While doing the research for an article, I discovered an oddity. There are no cached pages of groklaw.net at google. I tried to go back and see if some comments on groklaw?were in cache but it (the google cache) contains no data even though 286 sources link directly to groklaw.net. That would give groklaw serious google crawler activity one would assume…afterall, this site has only 4 links back to it and it has been cached. One has to wonder why groklaw isn’t being cached? Perhaps it is a geeklog websystem CMS (Content Management System)? Perhaps it is…but if so, it isn’t being used at geeklog.net. The question once again is…why is groklaw not cached?

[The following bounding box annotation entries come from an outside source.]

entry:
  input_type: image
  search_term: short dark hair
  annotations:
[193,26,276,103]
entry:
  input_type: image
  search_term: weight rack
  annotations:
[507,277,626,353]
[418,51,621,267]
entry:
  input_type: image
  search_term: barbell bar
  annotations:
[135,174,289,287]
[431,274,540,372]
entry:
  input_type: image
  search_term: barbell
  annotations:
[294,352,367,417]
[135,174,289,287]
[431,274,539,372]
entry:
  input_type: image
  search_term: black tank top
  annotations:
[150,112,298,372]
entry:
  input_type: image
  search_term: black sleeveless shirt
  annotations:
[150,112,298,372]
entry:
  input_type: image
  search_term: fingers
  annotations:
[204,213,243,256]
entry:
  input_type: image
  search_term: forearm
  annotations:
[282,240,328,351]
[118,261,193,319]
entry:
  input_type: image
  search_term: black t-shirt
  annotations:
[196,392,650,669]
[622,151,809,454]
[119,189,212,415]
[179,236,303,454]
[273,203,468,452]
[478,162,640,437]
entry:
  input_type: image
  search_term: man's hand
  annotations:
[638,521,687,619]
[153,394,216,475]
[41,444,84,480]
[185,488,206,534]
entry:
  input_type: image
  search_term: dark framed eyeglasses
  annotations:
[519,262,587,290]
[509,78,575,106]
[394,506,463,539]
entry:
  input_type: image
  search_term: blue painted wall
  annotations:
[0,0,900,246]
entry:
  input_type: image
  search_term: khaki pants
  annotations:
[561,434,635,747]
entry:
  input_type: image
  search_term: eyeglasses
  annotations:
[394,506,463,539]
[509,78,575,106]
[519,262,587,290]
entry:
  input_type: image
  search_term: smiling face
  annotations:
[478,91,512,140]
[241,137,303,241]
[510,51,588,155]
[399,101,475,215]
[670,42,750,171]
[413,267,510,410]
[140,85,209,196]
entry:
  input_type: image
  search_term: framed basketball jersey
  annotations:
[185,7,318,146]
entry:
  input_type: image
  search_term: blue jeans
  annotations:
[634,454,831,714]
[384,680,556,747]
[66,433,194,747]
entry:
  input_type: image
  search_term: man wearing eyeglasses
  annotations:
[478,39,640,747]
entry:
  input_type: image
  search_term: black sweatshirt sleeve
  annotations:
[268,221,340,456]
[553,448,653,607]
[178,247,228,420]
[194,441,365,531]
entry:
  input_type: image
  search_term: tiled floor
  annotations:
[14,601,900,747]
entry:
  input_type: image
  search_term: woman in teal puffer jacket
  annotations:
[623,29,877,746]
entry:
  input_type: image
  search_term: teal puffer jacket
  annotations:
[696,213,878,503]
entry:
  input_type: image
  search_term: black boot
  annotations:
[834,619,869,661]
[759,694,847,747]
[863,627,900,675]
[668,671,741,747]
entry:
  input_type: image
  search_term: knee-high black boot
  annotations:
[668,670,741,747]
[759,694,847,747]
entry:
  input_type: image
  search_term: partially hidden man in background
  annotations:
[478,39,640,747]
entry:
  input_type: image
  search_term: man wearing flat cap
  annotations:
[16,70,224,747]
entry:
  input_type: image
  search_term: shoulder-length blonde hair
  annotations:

Perhaps some could point to a blocking technology (like a robots.txt or crawler controller) that could be limiting the crawler from accessing pages at groklaw. Once again, evidence points that is itsn’t. I did a search for “site:groklaw.net microsoft” and came up with 36 hits…so somehow google is crawling groklaw without caching it. Odd behavior to say the least. Has anyone else ever found this activity with other sites? I’m attempting to contact google about this oddity currently…I’ll let everyone know what develops. Hopefully, the conspiracy theorists will stay quiet 🙂
UPDATE: This has been explained in further detail and has been explained by those commenting as well within the abilities of a standard robots.txt file. So, it looks like I just underestimated the ability to NOT have your site indexed or cached. Thanks goes out to Rob and asdf.
This content is published under the Attribution-Noncommercial-Share Alike 3.0 Unported license.